Rockets use pyrotechnic (explosive) separation systems during flight to rapidly and safely separate strop on boosters and rocket stages — as did the shuttle.
All rockets rely on computer avionics systems with sophisticated guidance, navigation, and flight control systems — as did the shuttle. In fact, ascent phase through MECO was hands off for the astronauts unless emergency procedures were required.
All rockets rely on communication systems to provide updated and real time commands and information.
All rockets carry range safety systems. In the event that the rocket leaves the pre-programmed and approved flight plan — ground operators have the ability to blow the rocket up before it can approach a populated area. The shuttle had a system like this as well.
All big rockets have some sort of thrust vector control to use the engine thrust to steer the rocket in flight. The shuttle main engines and SRBs did as well.

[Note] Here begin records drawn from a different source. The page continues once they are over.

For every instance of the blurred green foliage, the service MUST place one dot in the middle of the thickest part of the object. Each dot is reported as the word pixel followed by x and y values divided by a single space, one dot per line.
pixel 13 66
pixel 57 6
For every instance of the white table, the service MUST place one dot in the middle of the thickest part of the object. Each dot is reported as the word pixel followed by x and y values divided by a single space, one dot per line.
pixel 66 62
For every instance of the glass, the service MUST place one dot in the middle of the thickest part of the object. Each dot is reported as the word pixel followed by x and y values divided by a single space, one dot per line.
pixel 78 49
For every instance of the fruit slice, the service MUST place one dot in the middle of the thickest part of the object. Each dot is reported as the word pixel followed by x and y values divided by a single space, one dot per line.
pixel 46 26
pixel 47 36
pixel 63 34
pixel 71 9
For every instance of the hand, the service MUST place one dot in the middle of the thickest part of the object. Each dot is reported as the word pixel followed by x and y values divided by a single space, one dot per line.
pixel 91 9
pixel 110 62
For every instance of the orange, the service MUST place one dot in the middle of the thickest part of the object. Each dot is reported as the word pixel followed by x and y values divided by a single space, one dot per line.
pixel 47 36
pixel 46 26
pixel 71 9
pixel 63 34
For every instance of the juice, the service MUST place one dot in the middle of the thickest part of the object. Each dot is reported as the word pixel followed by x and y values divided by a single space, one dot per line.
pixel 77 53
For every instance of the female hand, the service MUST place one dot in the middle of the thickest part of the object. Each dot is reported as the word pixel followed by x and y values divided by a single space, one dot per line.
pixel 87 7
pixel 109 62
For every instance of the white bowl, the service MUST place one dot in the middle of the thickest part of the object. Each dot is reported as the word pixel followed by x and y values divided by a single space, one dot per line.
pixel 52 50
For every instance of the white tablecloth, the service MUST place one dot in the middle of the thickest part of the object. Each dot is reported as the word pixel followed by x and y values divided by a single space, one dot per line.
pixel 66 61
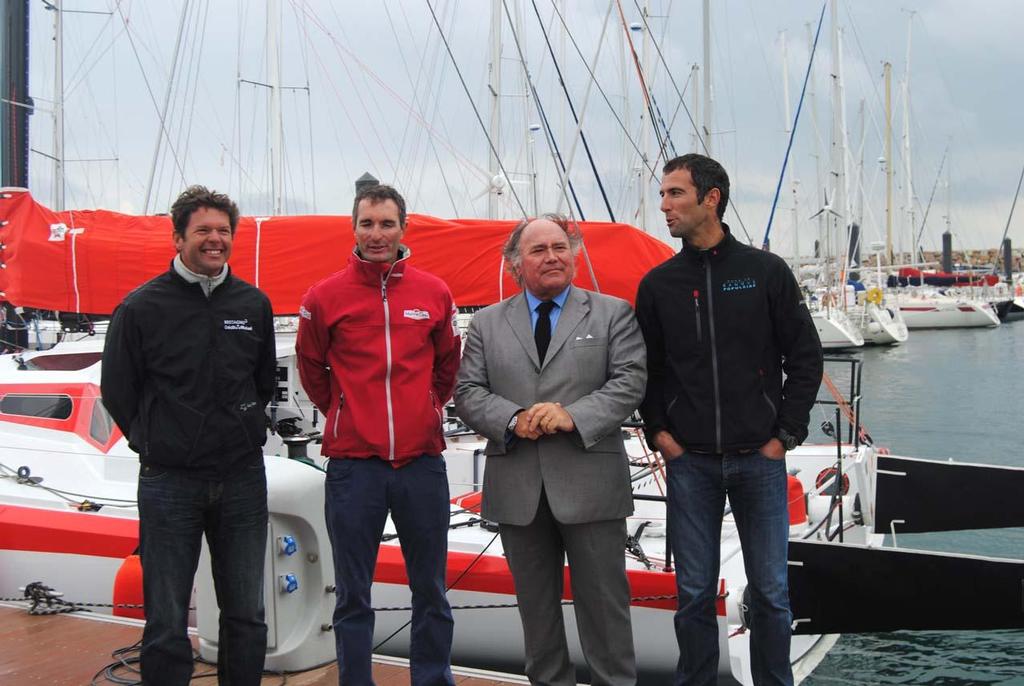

All big rockets have electrical power systems and utilize batteries.
The Rocket Revolution
There is a revolution going on in the rocket world. There are many more rockets available today, and the prices have come down considerably.
SpaceX is largely responsible for setting a new commercial tone and stealing business from the traditional rocket companies.
Blue Origin has added more competition and there are many smaller rocket companies. Even the Japanese and European space agencies have initiated new big rocket developments aimed at cheaper pricing. The venerable United Launch Alliance has been re-tooling as well to meet this threat. While the Atlas and Delta rockets have a fantastic track record — they are far too expensive in this new market reality. ULA hopes to re establish their market dominance with the new Vulcan rocket that will replace Atlas.
This is an exciting time to work in the space industry.
NASA is building a new “big rocket” as well. However, NASA seems to be following the old school approach. The Space Launch System (SLS) will have tremendous lift capability, but it will be very expensive to operate, requiring a large logistical support base for a limited number of missions. With the exciting expansion of launch vehicle providers, and multiplicity of options for launch into space, it is hard to understand this approach.